The new concept of concentration partitioning is thought to be a universal phenomenon in many bulk metallic glass forming systems, ie composites formed by in situ generation methods in which a ductile metallic phase is present in the bulk metallic glass matrix. For example, a similar mechanical behavior improvement is observed for the (Zr100 _- xTix _{- zMz} ) _100-x (X) _y material, where X is a late transition metal that causes the formation of bulk metallic glass. In this alloy, X does not contain Be.

  It is important that the crystalline phase is a ductile phase and the shear deformation zone can pass through. If the second phase in the amorphous matrix is an ordered intermetallic compound or Laves phase that is inherently brittle, the composite material hardly exhibits ductility. The ductile deformation of the particles is important for the generation and propagation of shear deformation zones. Here, the ductile material in the particles is work-hardened, and this work-hardening can be relaxed by annealing, but must not exceed the glass transition temperature at which the amorphous phase disappears.

  The grain size of the crystalline phase dendrites can also be controlled during distribution. When the region between the liquidus and the solidus is cooled slowly, few nucleation sites are generated in the melt and relatively large particles are generated. On the other hand, if the processing temperature is rapidly cooled from the completely melted state at a temperature higher than the liquidus to the vicinity of the equilibrium state, a large number of nucleation sites are generated and the particle size is reduced.

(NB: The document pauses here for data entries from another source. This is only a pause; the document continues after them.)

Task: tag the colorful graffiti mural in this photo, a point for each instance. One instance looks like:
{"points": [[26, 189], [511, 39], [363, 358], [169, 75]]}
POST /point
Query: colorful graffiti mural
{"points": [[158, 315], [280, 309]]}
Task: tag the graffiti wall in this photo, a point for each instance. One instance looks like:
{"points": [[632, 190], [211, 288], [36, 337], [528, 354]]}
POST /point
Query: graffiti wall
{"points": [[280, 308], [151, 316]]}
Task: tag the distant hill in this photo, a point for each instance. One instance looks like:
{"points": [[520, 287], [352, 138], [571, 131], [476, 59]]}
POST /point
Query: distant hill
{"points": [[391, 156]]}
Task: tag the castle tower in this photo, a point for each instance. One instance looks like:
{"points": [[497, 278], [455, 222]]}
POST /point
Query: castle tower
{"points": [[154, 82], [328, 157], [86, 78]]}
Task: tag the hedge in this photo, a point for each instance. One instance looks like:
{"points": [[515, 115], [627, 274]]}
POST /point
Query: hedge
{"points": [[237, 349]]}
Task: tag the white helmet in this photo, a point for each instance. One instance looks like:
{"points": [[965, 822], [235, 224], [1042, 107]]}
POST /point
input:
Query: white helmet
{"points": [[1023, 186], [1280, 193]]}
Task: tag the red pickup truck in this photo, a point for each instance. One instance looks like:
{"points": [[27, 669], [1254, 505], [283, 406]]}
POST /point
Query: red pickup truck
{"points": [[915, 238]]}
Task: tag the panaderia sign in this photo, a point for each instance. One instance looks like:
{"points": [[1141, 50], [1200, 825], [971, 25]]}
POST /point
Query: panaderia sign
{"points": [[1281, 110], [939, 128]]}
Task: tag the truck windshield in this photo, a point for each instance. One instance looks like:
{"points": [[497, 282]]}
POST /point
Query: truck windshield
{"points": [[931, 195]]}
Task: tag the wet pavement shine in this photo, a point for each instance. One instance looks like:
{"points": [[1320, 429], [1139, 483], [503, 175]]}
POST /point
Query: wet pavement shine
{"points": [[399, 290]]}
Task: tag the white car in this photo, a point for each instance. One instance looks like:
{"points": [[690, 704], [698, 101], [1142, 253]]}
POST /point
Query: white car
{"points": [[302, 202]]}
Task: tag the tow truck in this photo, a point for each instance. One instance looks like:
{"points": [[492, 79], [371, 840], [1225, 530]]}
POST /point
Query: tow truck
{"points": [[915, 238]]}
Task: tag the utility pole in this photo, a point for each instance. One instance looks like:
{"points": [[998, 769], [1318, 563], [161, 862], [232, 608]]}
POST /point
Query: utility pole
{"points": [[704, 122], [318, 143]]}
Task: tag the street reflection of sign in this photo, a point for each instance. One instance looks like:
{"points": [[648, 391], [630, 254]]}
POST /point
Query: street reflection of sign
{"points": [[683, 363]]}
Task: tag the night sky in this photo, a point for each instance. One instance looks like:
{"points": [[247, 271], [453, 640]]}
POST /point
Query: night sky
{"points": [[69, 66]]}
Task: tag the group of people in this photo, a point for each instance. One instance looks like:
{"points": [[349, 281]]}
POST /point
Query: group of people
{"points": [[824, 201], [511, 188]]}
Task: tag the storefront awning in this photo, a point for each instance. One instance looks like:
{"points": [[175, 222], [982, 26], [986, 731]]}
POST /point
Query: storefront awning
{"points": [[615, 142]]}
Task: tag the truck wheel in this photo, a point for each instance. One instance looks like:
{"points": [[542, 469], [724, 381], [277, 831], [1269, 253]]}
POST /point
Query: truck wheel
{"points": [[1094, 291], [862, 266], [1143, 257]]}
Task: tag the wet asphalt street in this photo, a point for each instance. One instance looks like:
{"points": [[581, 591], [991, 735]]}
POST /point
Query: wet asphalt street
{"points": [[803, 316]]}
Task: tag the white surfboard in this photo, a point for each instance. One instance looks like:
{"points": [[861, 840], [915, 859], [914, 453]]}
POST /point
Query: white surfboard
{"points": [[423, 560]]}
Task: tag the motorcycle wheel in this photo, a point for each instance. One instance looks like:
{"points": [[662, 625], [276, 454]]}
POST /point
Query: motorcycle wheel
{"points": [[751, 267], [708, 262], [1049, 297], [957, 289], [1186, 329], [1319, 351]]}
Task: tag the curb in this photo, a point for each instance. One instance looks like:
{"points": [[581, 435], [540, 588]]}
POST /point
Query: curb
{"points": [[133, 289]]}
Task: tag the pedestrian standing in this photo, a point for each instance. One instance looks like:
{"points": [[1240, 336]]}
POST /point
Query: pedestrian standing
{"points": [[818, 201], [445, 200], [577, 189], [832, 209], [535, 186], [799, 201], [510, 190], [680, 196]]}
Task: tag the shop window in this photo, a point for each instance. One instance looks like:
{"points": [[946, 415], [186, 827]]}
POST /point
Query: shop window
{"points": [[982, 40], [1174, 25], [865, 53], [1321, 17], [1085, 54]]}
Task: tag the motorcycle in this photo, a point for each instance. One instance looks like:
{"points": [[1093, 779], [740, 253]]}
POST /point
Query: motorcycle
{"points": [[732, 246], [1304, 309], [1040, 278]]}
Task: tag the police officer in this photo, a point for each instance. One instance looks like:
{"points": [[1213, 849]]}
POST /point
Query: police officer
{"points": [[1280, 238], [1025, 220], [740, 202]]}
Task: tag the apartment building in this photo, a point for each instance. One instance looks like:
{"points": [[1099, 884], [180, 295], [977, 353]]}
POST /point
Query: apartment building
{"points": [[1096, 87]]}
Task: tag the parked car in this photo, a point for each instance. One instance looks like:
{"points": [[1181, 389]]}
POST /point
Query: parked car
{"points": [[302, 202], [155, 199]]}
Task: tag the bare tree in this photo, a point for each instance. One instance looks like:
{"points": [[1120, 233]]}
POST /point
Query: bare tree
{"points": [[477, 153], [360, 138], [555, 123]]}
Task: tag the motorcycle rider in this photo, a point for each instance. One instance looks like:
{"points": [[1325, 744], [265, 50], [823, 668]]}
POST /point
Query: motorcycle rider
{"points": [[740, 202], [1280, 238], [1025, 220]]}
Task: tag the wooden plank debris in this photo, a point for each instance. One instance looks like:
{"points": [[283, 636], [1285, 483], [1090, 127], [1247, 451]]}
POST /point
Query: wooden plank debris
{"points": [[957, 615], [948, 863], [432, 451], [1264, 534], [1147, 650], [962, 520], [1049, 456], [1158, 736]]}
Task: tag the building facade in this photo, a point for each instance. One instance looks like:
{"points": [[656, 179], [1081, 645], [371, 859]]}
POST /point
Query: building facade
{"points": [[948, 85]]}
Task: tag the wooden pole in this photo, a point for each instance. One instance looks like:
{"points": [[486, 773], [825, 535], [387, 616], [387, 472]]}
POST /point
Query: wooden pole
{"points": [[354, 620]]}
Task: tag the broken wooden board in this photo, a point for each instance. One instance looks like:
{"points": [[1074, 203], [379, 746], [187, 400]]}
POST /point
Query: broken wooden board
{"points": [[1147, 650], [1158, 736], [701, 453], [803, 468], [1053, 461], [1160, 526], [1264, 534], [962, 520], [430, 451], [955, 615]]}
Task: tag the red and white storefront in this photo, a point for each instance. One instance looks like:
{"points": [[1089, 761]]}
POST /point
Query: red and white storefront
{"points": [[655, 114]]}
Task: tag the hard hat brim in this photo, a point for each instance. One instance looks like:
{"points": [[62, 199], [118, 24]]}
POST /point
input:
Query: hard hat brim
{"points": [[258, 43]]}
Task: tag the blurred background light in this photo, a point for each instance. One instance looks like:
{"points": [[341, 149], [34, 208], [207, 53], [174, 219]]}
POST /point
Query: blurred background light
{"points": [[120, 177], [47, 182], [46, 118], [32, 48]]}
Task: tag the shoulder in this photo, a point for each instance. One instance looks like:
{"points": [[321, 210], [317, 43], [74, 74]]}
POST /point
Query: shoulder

  Control of the particle size and particle spacing in the solid phase can be controlled by the cooling rate in the region between the liquidus and the solidus and / or the holding time at the processing temperature in this region. This can be done in a short time to prevent excessive crystal growth. Addition of elements distributed to the crystal phase also helps control the grain size of the crystal phase. For example, when the amount of niobium added is increased, the number of nucleation sites clearly increases and the generated particles become finer. As a result, the volume fraction of the amorphous phase does not change substantially, and the particle size and particle spacing simply change. On the other hand, the volume fraction of the crystal and the amorphous phase can be controlled by changing the temperature between the liquidus / solidus which becomes the rapid cooling start temperature of the alloy. The volume fraction of the ductile crystal phase is optimally about 25%.

  As an example, the composition of the solid phase generated from the molten metal is: zirconium: 67 to 74 atomic%, titanium: 15 to 17 atomic%, copper: 1 to 3 atomic%, nickel: 0 to 2 atomic%, niobium: 8 to 12 Atomic%. This composition is crystalline and does not form an amorphous alloy at a practical cooling rate.

  The composition of the liquid phase as the remaining part is: zirconium: 35 to 43 atomic%, titanium: 9 to 12 atomic%, copper: 7 to 11 atomic%, nickel: 6 to 9 atomic%, beryllium: 28 to 38 atomic%, Niobium: 2 to 4 atomic%. This composition is within a range where an amorphous alloy is formed with sufficient quenching.

  When the region between the liquidus and solidus is cooled at an estimated rate of less than 50 K / sec, ductile dendrites with primary column lengths of about 50-150 μm are produced. (Cooling was performed in a water-cooled copper crucible with a 1 mm thick sample from one side.) This dendrite has a well-developed secondary arm with a width of about 4-6 μm and an arm spacing of about 6-8 μm. When this material was compression tested, shear deformation bands arranged at equal intervals of about 7 μm were observed. Thus, the shear deformation band interval corresponds to the dendrite secondary arm interval.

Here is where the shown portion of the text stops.